Everyone Wants A Taxpayer-Funded Stadium, Except Taxpayers

Editorial written by James Baughn on Wednesday, April 12, 2000

from the best-government-money-can-buy dept.

ST. LOUIS -- It's good to be the owner of a sports franchise. Not only do you rake in millions from inflated ticket prices and exorbitantly marked-up concessions, but you can convince the state into chipping in money to build or maintain your stadium. The Rams pulled that off with the Trans World Dome, and now the Cardinals want to replace Busch Stadium. The scent of state tax money is now out in the open, and everybody wants a piece of it.

The Cardinals recently unveiled the plans for a new stadium with a timetable for opening in 2004. The cost? About $370 million, of which about $250 million would come indirectly from taxpayers. The plan is to finance the new stadium by allowing the Cardinals to keep a portion of the sales tax revenue generated at games. This method is better than an outright welfare handout for a new stadium, but it's still taxpayer money that is being diverted from city and state funds.

When the Cardinals announced their funding scheme, the Blues were quick to jump in and clamor for their share. The hockey team wants to keep a portion of their sales tax revenue for maintenance of the Kiel Center. It's a wonder the Rams haven't also jumped on the "Divert-O-Tax" bandwagon, but it's only a matter of time. In fact, I wouldn't be surprised to see businesses of all stripes demand similar treatment.

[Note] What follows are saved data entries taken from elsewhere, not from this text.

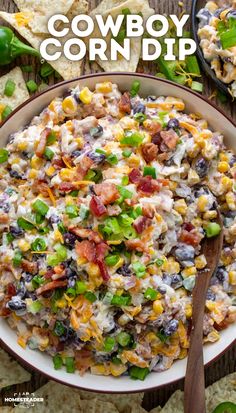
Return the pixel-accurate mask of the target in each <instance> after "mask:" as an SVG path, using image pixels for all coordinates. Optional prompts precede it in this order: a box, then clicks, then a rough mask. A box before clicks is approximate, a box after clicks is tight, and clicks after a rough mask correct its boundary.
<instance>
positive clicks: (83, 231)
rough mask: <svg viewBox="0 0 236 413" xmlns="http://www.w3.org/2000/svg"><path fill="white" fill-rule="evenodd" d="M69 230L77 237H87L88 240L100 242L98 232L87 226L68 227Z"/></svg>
mask: <svg viewBox="0 0 236 413" xmlns="http://www.w3.org/2000/svg"><path fill="white" fill-rule="evenodd" d="M69 231H70V232H72V234H74V235H76V236H77V237H79V238H88V239H89V241H94V242H95V243H96V244H98V243H99V242H101V237H100V235H99V234H98V232H96V231H93V230H92V229H88V228H79V227H69Z"/></svg>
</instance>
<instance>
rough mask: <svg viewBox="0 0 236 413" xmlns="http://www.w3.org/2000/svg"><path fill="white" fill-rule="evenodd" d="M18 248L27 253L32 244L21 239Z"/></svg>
mask: <svg viewBox="0 0 236 413" xmlns="http://www.w3.org/2000/svg"><path fill="white" fill-rule="evenodd" d="M18 247H19V248H20V250H21V251H22V252H26V251H29V249H30V244H29V242H27V241H25V240H24V239H20V240H19V241H18Z"/></svg>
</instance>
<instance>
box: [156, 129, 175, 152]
mask: <svg viewBox="0 0 236 413" xmlns="http://www.w3.org/2000/svg"><path fill="white" fill-rule="evenodd" d="M160 134H161V137H162V139H163V141H164V143H165V145H166V146H167V147H168V148H169V149H174V148H175V147H176V145H177V142H178V140H179V136H178V135H177V133H176V132H175V131H174V130H173V129H169V130H168V131H161V132H160Z"/></svg>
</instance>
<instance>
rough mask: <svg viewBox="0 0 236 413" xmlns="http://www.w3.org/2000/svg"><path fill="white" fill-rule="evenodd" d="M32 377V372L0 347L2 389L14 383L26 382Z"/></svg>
mask: <svg viewBox="0 0 236 413" xmlns="http://www.w3.org/2000/svg"><path fill="white" fill-rule="evenodd" d="M30 378H31V375H30V373H28V371H26V370H25V369H23V367H21V366H20V364H18V363H17V362H16V361H15V360H13V359H12V358H11V357H10V356H9V355H8V354H7V353H6V352H5V351H4V350H3V349H0V389H3V388H4V387H6V386H11V385H13V384H18V383H24V382H25V381H29V380H30Z"/></svg>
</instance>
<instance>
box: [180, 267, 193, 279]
mask: <svg viewBox="0 0 236 413" xmlns="http://www.w3.org/2000/svg"><path fill="white" fill-rule="evenodd" d="M196 273H197V269H196V267H194V266H193V267H189V268H185V269H184V270H183V271H182V272H181V275H182V277H184V278H186V277H190V276H191V275H195V274H196Z"/></svg>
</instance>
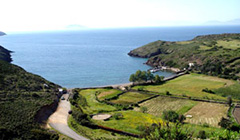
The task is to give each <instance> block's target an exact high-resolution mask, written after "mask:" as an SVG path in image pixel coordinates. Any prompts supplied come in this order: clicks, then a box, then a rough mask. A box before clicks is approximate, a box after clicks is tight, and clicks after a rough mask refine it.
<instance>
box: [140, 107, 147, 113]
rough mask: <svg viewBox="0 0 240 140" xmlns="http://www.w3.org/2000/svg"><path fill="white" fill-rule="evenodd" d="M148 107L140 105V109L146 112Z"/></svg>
mask: <svg viewBox="0 0 240 140" xmlns="http://www.w3.org/2000/svg"><path fill="white" fill-rule="evenodd" d="M147 110H148V109H147V107H145V106H141V107H140V111H141V112H142V113H146V112H147Z"/></svg>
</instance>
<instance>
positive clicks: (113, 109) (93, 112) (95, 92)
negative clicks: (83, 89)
mask: <svg viewBox="0 0 240 140" xmlns="http://www.w3.org/2000/svg"><path fill="white" fill-rule="evenodd" d="M101 91H106V89H87V90H81V91H80V92H79V94H80V95H82V96H83V97H84V98H85V99H86V102H87V105H86V106H83V108H82V109H83V110H84V112H85V113H87V114H94V113H100V112H108V111H114V110H116V107H114V106H111V105H107V104H105V103H100V102H98V101H97V100H96V95H95V94H96V92H101Z"/></svg>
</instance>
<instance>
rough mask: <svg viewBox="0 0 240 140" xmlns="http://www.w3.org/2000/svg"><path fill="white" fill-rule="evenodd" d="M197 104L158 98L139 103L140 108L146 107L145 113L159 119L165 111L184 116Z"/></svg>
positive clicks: (174, 100)
mask: <svg viewBox="0 0 240 140" xmlns="http://www.w3.org/2000/svg"><path fill="white" fill-rule="evenodd" d="M197 103H198V102H195V101H191V100H184V99H174V98H169V97H161V96H160V97H157V98H154V99H151V100H148V101H146V102H143V103H141V104H140V107H146V108H147V109H148V110H147V113H149V114H152V115H155V116H159V117H160V116H162V113H163V111H165V110H173V111H176V112H177V113H179V114H184V113H186V112H187V111H188V110H190V109H191V108H192V107H193V106H195V105H196V104H197ZM136 109H137V108H136ZM136 109H135V110H136Z"/></svg>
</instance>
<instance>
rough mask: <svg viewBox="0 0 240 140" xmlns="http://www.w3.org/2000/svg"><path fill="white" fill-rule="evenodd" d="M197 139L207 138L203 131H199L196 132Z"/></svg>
mask: <svg viewBox="0 0 240 140" xmlns="http://www.w3.org/2000/svg"><path fill="white" fill-rule="evenodd" d="M198 138H200V139H206V138H207V136H206V132H205V131H204V130H201V131H199V132H198Z"/></svg>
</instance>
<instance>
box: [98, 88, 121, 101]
mask: <svg viewBox="0 0 240 140" xmlns="http://www.w3.org/2000/svg"><path fill="white" fill-rule="evenodd" d="M121 92H122V91H120V90H117V89H110V90H109V89H106V90H104V91H101V92H100V94H98V95H97V97H98V99H99V100H101V101H102V100H105V99H110V98H113V97H115V96H117V95H118V94H119V93H121Z"/></svg>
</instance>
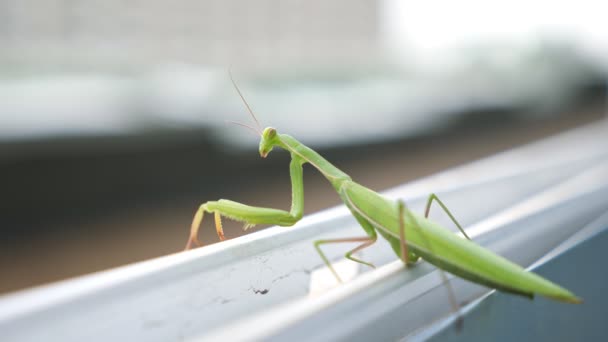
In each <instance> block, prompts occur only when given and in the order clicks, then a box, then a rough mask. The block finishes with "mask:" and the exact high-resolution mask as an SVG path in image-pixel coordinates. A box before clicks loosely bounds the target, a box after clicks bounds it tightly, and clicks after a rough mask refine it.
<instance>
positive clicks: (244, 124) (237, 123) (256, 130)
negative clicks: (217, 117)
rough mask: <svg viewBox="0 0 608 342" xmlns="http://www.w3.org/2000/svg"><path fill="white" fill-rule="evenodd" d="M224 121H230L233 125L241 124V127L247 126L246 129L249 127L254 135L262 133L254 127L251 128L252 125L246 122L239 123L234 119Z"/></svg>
mask: <svg viewBox="0 0 608 342" xmlns="http://www.w3.org/2000/svg"><path fill="white" fill-rule="evenodd" d="M226 122H228V123H231V124H234V125H238V126H241V127H245V128H248V129H250V130H251V131H252V132H253V133H254V134H255V135H262V134H261V133H260V131H258V130H257V129H255V128H253V127H251V126H249V125H246V124H244V123H240V122H236V121H231V120H226Z"/></svg>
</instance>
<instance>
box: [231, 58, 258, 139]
mask: <svg viewBox="0 0 608 342" xmlns="http://www.w3.org/2000/svg"><path fill="white" fill-rule="evenodd" d="M228 75H230V81H232V85H233V86H234V89H236V92H237V93H239V96H240V97H241V100H242V101H243V103H244V104H245V107H247V110H248V111H249V114H251V117H252V118H253V121H255V123H256V125H257V126H258V131H257V133H258V134H259V135H262V126H261V125H260V122H259V121H258V118H257V117H256V116H255V114H254V113H253V110H251V107H249V103H247V100H245V97H244V96H243V94H242V93H241V90H240V89H239V86H237V85H236V82H235V81H234V78H233V77H232V71H231V70H230V69H228ZM247 127H249V126H247Z"/></svg>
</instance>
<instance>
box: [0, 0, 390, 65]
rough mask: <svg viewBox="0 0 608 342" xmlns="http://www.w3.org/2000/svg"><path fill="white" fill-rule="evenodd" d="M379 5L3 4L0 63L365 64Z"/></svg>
mask: <svg viewBox="0 0 608 342" xmlns="http://www.w3.org/2000/svg"><path fill="white" fill-rule="evenodd" d="M379 7H380V5H379V3H378V2H375V1H369V0H337V1H330V2H328V1H323V0H309V1H305V0H261V1H255V2H253V1H247V0H207V1H199V0H176V1H171V2H167V1H125V0H107V1H93V0H80V1H73V0H48V1H42V2H41V1H36V0H4V1H2V2H0V44H1V46H2V48H1V49H0V63H2V64H4V65H26V66H27V65H38V66H39V65H40V64H41V63H44V64H50V65H72V66H78V65H83V66H85V67H86V66H90V65H95V66H104V65H109V66H115V65H126V66H133V65H137V66H141V65H144V66H145V65H147V64H156V63H159V62H167V61H169V62H184V63H196V64H205V65H218V66H223V67H225V66H226V65H228V64H239V65H241V66H243V65H246V66H248V67H254V68H255V67H258V68H264V67H269V66H274V67H276V66H279V67H280V66H288V65H307V64H313V65H314V64H317V65H318V64H321V65H323V64H329V63H331V64H336V63H340V61H348V62H349V63H365V62H367V61H370V60H373V59H374V58H375V55H377V54H378V52H377V50H378V49H377V48H378V45H379V42H378V41H379V35H380V33H379V30H380V29H379V26H380V25H379V20H380V19H379V16H380V15H379V11H380V9H379Z"/></svg>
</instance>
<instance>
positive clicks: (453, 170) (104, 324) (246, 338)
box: [0, 123, 608, 341]
mask: <svg viewBox="0 0 608 342" xmlns="http://www.w3.org/2000/svg"><path fill="white" fill-rule="evenodd" d="M607 133H608V130H607V129H606V124H605V123H600V124H595V125H592V126H588V127H584V128H581V129H578V130H575V131H572V132H568V133H565V134H562V135H559V136H556V137H554V138H551V139H548V140H545V141H542V142H539V143H536V144H533V145H530V146H527V147H524V148H521V149H517V150H513V151H508V152H505V153H502V154H499V155H496V156H493V157H491V158H487V159H484V160H481V161H479V162H475V163H472V164H470V165H466V166H463V167H459V168H456V169H453V170H450V171H446V172H444V173H441V174H438V175H434V176H431V177H428V178H425V179H422V180H420V181H417V182H413V183H410V184H406V185H404V186H401V187H398V188H395V189H393V190H391V191H388V192H386V194H387V195H388V196H390V197H394V198H396V197H400V198H403V199H405V201H406V202H407V203H408V206H409V207H410V208H411V209H412V210H421V209H422V207H423V205H424V201H425V199H426V196H427V195H428V194H429V193H430V192H436V193H438V194H439V195H440V196H441V198H442V199H443V200H444V202H446V204H447V205H448V206H449V207H450V208H451V209H452V211H453V212H454V213H456V215H457V217H458V218H459V220H460V221H461V223H463V225H465V226H467V227H468V228H467V230H468V231H469V233H470V235H471V236H472V237H473V238H474V239H475V240H476V241H477V242H479V243H480V244H482V245H484V246H486V247H488V248H490V249H492V250H494V251H496V252H498V253H500V254H502V255H504V256H506V257H508V258H509V259H512V260H514V261H515V262H517V263H519V264H522V265H524V266H526V267H527V266H530V265H532V264H533V263H534V262H536V261H537V260H539V259H540V258H541V257H543V256H544V255H545V254H547V253H548V252H550V251H551V250H552V249H554V248H555V247H556V246H558V245H559V244H560V243H562V242H563V241H564V240H566V239H568V238H569V237H570V236H572V235H573V234H575V233H576V232H577V231H579V230H580V229H581V228H583V227H585V226H586V225H587V224H588V223H589V222H591V221H592V220H593V219H595V218H597V217H598V216H599V215H600V214H602V213H604V212H606V210H607V208H608V166H607V165H608V149H607V148H606V147H607V146H608V143H607V142H608V135H607ZM432 215H433V217H434V218H435V219H436V221H438V222H440V223H443V224H445V225H446V226H448V227H452V225H451V224H450V223H449V220H447V219H446V217H444V216H443V215H442V214H441V212H440V211H435V212H433V213H432ZM361 233H362V232H361V229H360V228H359V227H358V226H357V224H356V222H355V221H354V220H353V219H352V217H351V216H350V215H349V214H348V212H347V211H346V210H345V209H344V208H343V207H337V208H334V209H330V210H327V211H324V212H322V213H319V214H316V215H311V216H309V217H306V218H305V219H303V220H302V221H301V222H300V223H298V224H297V225H296V226H294V227H291V228H270V229H268V230H264V231H261V232H259V233H256V234H253V235H248V236H244V237H241V238H237V239H234V240H230V241H227V242H224V243H221V244H216V245H212V246H208V247H205V248H201V249H197V250H193V251H189V252H187V253H178V254H174V255H169V256H166V257H162V258H158V259H154V260H149V261H146V262H142V263H137V264H133V265H129V266H125V267H121V268H117V269H114V270H109V271H106V272H100V273H97V274H93V275H89V276H85V277H80V278H76V279H73V280H67V281H63V282H59V283H56V284H51V285H48V286H43V287H40V288H36V289H31V290H26V291H22V292H19V293H15V294H11V295H6V296H3V297H0V340H3V341H5V340H6V341H12V340H17V341H40V340H50V339H52V340H61V341H82V340H87V341H108V340H111V339H118V340H146V341H168V340H169V341H172V340H190V339H192V340H216V339H220V338H223V339H226V338H228V339H230V340H260V339H267V340H283V339H289V340H310V339H316V340H346V339H348V340H370V339H373V340H396V339H401V338H405V337H407V336H413V335H412V334H414V333H417V334H418V333H420V332H421V330H423V329H426V328H427V327H433V326H434V325H433V322H440V321H441V320H442V319H443V318H444V317H445V316H446V315H449V313H450V312H449V311H450V308H449V305H448V300H447V299H446V291H445V287H444V286H443V285H442V284H441V280H440V277H439V275H438V272H437V271H436V269H435V268H433V267H432V266H430V265H428V264H426V263H424V262H422V263H420V264H418V265H417V266H415V267H413V268H411V269H409V270H407V271H406V270H404V268H403V267H402V265H401V264H400V262H399V261H395V257H394V255H393V254H392V252H391V250H390V249H389V248H388V246H387V245H386V243H384V242H382V243H379V244H378V246H374V247H373V248H369V249H368V250H366V251H365V253H364V254H363V256H362V257H363V258H364V259H366V260H369V261H371V262H373V263H375V264H376V265H377V266H379V267H378V268H377V269H376V270H369V269H367V268H360V269H358V275H357V276H356V277H354V279H352V280H350V281H349V282H347V283H345V284H343V285H337V286H335V287H333V288H330V289H327V290H323V291H320V292H319V291H316V292H315V293H311V289H312V287H313V286H312V285H313V284H312V283H311V279H312V278H314V277H313V276H312V275H313V274H315V273H316V272H317V270H318V269H321V268H323V263H322V262H321V260H320V259H319V257H318V256H317V254H316V253H315V251H314V248H313V247H312V241H314V240H317V239H322V238H331V237H345V236H357V235H361ZM332 247H333V246H332ZM348 247H349V246H344V248H342V247H333V248H326V249H325V250H326V252H327V255H328V257H330V258H331V259H332V260H334V261H337V260H339V259H340V258H341V256H342V255H343V253H344V252H345V251H346V249H347V248H348ZM595 260H596V259H594V260H586V262H589V263H591V262H595ZM559 271H560V274H559V277H558V280H563V279H565V280H568V279H571V278H576V276H577V274H576V273H575V274H572V273H568V272H570V271H571V270H569V269H564V270H563V271H562V270H561V269H560V270H559ZM451 283H452V286H453V287H454V289H455V292H456V295H457V298H458V300H459V301H460V302H470V301H473V300H475V299H477V298H480V297H481V296H483V295H485V294H487V293H488V292H489V290H488V289H487V288H484V287H481V286H477V285H474V284H471V283H469V282H466V281H463V280H460V279H457V278H451ZM565 284H566V285H567V282H565ZM572 289H573V290H574V291H575V292H577V290H578V288H576V287H575V286H573V288H572ZM505 300H506V301H509V300H513V301H521V300H520V299H519V298H517V297H514V296H506V297H505ZM524 302H525V301H524ZM525 303H528V302H525ZM533 303H536V302H533ZM522 305H525V304H522ZM529 305H530V308H532V307H533V304H529ZM560 305H565V306H567V307H571V306H569V305H566V304H560ZM584 305H585V304H584ZM581 307H584V306H581ZM573 310H581V309H573ZM474 324H475V322H474V319H469V320H467V326H470V325H474Z"/></svg>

We at The Cape Rock wouldn't mind such preferential treatment from the state, either. We could build an extravagant hundred floor World Headquarters Complex(tm) in downtown Cape, and then advertise it as a tourist attraction. "Cape Girardeau: The only small town to have a skyscraper!" The state could float us some no-interest bonds, just like the Cardinals are lobbying for, and then we'd pay them off from the sales tax proceeds generated by the sudden onslaught of tourists.

Okay, you can quit laughing now. I admit, such a plan is stupid, but it's not that much different than what the Cardinals propose. A new stadium -- especially one with a slightly smaller seating capacity -- isn't going to coax any additional tourists to travel to St. Louis. Indeed, the design of the new complex, depicted in Architectural Renderings released by the team, might actually scare away fans. I could easily see the residents of St. Louis referring to the new stadium as the BUBE ("Big Ugly Brick Eyesore").

The bill pending in the House, HB 1357, to allow financing for the stadium is currently stalled. An article from Missouri Digital News reports that Rep. Jim Murphy (R-Crestwood) is dead set against the plan, calling it a way for the owners to "socialize their losses and privatize their profits."

He even joked that Jesse James would be proud of their proposal.